As Ann Friedman at The Cut recently argued, feminism may unfortunately play something of a role in this bewildering turn of events. “Women have internalized the feminist message that we’re beautiful just the way we are, and we accept that everyone’s life is imperfect, but still can’t stop judging each other — and ourselves,” she writes. “So we end up doing much of the same work our foremothers did to appear pretty and stylish and well-rounded, but we pretend it isn’t work. We pretend we aren’t even doing it.”

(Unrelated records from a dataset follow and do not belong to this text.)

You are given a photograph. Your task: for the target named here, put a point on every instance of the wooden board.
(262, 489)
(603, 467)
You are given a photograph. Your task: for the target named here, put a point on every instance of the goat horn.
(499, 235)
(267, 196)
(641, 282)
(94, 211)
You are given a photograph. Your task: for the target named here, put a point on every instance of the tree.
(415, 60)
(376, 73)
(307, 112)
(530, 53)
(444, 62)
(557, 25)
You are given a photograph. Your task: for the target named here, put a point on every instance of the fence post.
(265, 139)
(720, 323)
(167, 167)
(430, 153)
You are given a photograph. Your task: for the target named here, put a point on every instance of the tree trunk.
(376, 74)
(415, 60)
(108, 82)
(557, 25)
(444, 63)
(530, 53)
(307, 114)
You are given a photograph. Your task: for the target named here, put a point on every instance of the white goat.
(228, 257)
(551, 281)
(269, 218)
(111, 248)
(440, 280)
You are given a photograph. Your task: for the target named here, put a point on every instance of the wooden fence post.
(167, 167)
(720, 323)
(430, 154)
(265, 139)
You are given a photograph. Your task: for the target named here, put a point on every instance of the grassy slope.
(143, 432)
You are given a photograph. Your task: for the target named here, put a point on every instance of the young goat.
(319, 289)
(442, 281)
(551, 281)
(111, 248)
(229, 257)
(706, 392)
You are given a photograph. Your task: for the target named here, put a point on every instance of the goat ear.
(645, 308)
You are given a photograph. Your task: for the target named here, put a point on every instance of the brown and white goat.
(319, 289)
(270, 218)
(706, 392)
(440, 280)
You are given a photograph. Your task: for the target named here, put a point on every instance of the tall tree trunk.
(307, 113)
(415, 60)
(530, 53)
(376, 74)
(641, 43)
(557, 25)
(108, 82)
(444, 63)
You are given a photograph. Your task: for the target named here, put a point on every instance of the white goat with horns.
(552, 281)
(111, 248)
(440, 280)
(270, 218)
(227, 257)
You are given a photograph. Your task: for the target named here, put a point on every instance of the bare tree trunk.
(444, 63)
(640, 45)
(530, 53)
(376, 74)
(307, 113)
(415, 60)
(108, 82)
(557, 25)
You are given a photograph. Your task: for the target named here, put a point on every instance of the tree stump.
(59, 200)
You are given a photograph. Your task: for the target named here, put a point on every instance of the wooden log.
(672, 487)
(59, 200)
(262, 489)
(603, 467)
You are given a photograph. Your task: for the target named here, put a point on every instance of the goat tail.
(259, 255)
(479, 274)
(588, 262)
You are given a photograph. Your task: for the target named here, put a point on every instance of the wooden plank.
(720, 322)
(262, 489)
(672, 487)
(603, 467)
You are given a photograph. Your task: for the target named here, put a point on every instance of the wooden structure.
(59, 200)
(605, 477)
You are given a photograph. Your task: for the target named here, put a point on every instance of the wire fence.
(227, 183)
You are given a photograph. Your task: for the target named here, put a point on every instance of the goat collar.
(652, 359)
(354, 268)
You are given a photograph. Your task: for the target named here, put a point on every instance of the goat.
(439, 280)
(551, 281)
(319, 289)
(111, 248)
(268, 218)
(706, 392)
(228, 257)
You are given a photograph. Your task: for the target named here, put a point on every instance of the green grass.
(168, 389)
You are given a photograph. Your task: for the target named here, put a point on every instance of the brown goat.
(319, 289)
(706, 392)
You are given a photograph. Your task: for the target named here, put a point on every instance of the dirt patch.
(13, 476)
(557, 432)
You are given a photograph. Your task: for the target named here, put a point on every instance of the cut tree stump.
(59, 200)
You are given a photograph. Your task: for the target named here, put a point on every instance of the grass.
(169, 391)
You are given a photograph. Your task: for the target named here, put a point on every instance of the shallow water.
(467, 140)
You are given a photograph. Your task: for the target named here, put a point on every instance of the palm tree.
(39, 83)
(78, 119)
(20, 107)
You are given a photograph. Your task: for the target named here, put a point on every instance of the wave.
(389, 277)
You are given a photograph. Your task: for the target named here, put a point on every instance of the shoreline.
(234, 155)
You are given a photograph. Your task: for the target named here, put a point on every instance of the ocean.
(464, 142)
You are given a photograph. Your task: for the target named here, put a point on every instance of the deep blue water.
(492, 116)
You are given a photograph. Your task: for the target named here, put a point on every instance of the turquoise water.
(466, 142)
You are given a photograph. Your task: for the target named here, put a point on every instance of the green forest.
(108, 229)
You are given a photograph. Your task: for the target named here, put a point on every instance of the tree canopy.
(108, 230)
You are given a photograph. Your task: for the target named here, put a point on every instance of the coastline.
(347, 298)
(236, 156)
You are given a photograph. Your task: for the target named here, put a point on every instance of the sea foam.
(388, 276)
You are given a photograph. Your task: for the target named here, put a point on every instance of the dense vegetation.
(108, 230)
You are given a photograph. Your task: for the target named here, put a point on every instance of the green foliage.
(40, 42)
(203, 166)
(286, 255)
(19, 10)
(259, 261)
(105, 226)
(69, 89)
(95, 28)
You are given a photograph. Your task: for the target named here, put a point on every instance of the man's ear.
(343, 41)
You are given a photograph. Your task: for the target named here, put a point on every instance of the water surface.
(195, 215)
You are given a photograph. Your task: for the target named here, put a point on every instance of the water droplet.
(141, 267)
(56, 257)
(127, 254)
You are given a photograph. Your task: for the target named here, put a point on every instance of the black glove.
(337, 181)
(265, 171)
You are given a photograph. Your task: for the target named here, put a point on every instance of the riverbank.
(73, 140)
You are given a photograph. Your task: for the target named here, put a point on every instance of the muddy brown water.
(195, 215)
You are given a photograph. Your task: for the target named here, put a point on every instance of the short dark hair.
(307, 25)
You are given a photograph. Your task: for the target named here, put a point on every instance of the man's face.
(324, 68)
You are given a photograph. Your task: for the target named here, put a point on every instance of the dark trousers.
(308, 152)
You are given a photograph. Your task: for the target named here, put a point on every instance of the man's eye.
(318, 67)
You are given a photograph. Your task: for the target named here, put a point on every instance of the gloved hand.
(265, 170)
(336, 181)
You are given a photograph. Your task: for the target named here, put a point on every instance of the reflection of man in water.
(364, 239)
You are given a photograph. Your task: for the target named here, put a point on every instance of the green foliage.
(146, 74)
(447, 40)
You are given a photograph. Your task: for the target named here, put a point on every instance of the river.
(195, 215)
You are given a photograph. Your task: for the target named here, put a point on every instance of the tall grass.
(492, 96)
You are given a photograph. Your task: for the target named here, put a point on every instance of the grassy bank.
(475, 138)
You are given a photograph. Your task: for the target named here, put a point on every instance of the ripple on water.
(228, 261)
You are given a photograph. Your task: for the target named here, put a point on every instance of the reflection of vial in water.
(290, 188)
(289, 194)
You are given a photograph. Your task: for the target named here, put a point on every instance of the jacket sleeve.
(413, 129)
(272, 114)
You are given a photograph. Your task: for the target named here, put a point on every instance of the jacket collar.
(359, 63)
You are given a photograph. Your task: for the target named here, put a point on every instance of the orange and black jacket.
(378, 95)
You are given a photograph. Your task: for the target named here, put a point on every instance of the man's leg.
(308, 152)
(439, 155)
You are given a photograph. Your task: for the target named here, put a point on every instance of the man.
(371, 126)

This is why Zellweger’s face puts us off, because it reminds us that she’s had work done and we’d prefer to think that somehow there’s a way to be 45 without looking 45 that doesn’t require work. She probably didn’t mean to do this to all of us, of course. Most plastic surgery patients would very much prefer it if no one noticed their work and instead thought they were blessed with good genes instead. But some, because of the shape of their face, just can’t get away with the trick of getting plastic surgery without it becoming glaringly obvious to everyone who is looking at them. It appears Zellweger is one of those people.
But instead of judging her or asking her a bunch of obnoxious questions, we should be asking ourselves why it is that we’ve fallen into this trap of wanting things to look “natural” while simultaneously hating what natural actually looks like. Perhaps this should be an invitation to everyone to stop pretending that effortless perfection is a thing that exists in the world.

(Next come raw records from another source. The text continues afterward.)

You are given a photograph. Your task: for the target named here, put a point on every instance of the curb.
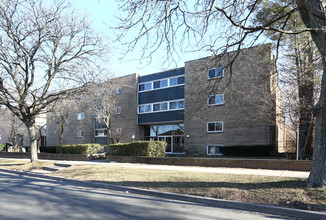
(218, 203)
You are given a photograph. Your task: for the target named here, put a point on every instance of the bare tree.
(101, 99)
(219, 26)
(46, 50)
(299, 64)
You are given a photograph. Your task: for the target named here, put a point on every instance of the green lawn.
(290, 192)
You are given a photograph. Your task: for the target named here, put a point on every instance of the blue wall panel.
(160, 117)
(161, 95)
(161, 75)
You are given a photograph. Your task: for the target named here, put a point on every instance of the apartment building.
(196, 109)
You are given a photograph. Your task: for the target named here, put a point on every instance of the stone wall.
(248, 112)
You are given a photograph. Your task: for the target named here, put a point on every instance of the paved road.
(24, 197)
(240, 171)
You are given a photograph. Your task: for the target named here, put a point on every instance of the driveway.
(26, 197)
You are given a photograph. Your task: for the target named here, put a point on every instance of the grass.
(22, 165)
(289, 192)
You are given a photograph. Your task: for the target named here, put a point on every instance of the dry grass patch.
(291, 192)
(22, 165)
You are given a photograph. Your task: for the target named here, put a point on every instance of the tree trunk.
(63, 122)
(306, 100)
(313, 16)
(317, 175)
(33, 141)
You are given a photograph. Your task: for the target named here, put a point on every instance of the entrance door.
(168, 140)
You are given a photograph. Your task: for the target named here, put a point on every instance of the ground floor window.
(215, 126)
(172, 134)
(80, 133)
(101, 132)
(214, 149)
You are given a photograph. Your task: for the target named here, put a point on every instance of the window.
(160, 84)
(100, 132)
(181, 80)
(160, 107)
(214, 149)
(173, 81)
(145, 86)
(80, 116)
(145, 108)
(163, 106)
(177, 105)
(216, 126)
(80, 133)
(118, 111)
(215, 73)
(216, 99)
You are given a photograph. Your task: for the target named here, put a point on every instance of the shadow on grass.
(266, 185)
(13, 164)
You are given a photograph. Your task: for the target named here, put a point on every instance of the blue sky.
(102, 13)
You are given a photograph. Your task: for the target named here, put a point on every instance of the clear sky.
(102, 13)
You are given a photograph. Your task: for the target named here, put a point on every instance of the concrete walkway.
(221, 170)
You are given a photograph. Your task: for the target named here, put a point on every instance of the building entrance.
(173, 135)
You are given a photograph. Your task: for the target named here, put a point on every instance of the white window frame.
(100, 129)
(168, 84)
(118, 110)
(214, 145)
(215, 123)
(80, 116)
(222, 95)
(215, 77)
(168, 106)
(81, 134)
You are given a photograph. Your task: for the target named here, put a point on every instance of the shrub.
(79, 148)
(139, 148)
(48, 149)
(248, 151)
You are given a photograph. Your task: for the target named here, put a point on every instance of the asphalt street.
(26, 197)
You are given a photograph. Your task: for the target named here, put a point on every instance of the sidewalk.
(221, 170)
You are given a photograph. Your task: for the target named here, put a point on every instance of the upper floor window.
(162, 106)
(216, 126)
(80, 133)
(177, 105)
(118, 111)
(215, 73)
(145, 86)
(214, 149)
(163, 83)
(160, 84)
(216, 99)
(145, 108)
(80, 116)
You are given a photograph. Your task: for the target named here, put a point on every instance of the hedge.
(79, 148)
(259, 150)
(48, 149)
(139, 148)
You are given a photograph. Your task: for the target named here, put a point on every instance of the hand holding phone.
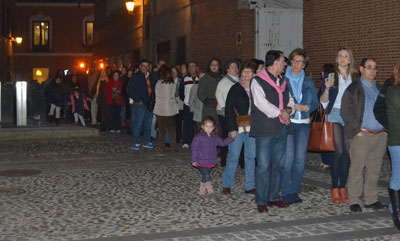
(331, 79)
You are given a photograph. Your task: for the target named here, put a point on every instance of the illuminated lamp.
(130, 5)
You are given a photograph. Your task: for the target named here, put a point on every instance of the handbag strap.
(321, 114)
(234, 109)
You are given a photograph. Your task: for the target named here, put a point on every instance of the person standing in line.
(223, 87)
(271, 107)
(367, 138)
(102, 101)
(207, 87)
(139, 89)
(179, 116)
(331, 100)
(166, 107)
(238, 104)
(326, 157)
(115, 101)
(306, 101)
(184, 93)
(393, 117)
(56, 94)
(204, 153)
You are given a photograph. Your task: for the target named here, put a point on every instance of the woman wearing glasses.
(332, 93)
(303, 91)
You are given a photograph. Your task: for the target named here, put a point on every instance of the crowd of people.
(205, 110)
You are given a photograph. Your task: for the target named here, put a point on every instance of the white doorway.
(280, 29)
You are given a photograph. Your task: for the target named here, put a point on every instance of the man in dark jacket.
(139, 90)
(270, 111)
(367, 138)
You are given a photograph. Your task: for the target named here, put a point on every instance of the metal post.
(0, 103)
(21, 98)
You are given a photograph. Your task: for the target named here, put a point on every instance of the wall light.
(130, 5)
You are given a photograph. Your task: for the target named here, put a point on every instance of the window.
(40, 74)
(180, 50)
(89, 34)
(40, 35)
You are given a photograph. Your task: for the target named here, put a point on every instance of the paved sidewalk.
(98, 189)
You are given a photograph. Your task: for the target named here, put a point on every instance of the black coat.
(237, 98)
(56, 94)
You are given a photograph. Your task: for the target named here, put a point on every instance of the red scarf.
(280, 89)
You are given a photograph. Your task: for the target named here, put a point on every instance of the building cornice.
(51, 54)
(54, 4)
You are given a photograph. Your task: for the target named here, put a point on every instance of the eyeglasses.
(369, 67)
(296, 61)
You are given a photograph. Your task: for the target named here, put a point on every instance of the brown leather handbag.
(321, 133)
(243, 122)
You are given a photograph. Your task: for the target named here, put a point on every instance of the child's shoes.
(209, 188)
(202, 191)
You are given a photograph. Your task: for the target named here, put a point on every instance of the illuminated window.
(40, 74)
(89, 33)
(40, 35)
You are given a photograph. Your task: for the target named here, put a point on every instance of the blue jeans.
(270, 154)
(143, 119)
(233, 158)
(335, 116)
(123, 113)
(296, 149)
(205, 174)
(115, 114)
(395, 157)
(187, 125)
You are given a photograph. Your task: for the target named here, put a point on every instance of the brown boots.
(206, 186)
(339, 195)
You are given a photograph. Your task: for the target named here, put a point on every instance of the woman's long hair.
(395, 79)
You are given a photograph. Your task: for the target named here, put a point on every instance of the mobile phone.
(331, 78)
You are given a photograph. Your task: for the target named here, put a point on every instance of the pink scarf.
(245, 86)
(280, 89)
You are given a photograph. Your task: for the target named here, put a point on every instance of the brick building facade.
(369, 28)
(57, 35)
(175, 30)
(7, 16)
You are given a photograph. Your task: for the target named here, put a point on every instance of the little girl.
(79, 105)
(204, 152)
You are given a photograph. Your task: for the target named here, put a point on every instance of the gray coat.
(166, 104)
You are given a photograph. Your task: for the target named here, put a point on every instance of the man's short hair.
(364, 60)
(250, 65)
(272, 56)
(143, 61)
(229, 62)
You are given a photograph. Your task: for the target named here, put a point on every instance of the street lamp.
(17, 40)
(130, 5)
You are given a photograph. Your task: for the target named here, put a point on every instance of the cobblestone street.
(99, 189)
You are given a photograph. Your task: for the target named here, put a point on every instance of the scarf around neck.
(296, 82)
(280, 89)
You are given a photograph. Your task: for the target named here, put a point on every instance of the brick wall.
(214, 32)
(369, 28)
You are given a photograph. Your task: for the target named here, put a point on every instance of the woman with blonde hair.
(393, 117)
(331, 98)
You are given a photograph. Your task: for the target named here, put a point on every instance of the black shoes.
(394, 196)
(355, 208)
(376, 206)
(262, 208)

All of which is why it’s refreshing to see the positive response that Viola Davis got for a scene on her hit show How to Get Away With Murder where her character, Annalise Keating, sits down and removes her wig, false eyelashes, and make-up before confronting her husband. The moment was symbolic of “coming clean,” of course, but for women in the audience, it was something else: A reminder that it does, in fact, take a lot of work to look this fabulous. And there’s nothing wrong with it and we should admit out loud how much work it is, instead of pretending that we never pay any mind to our appearance.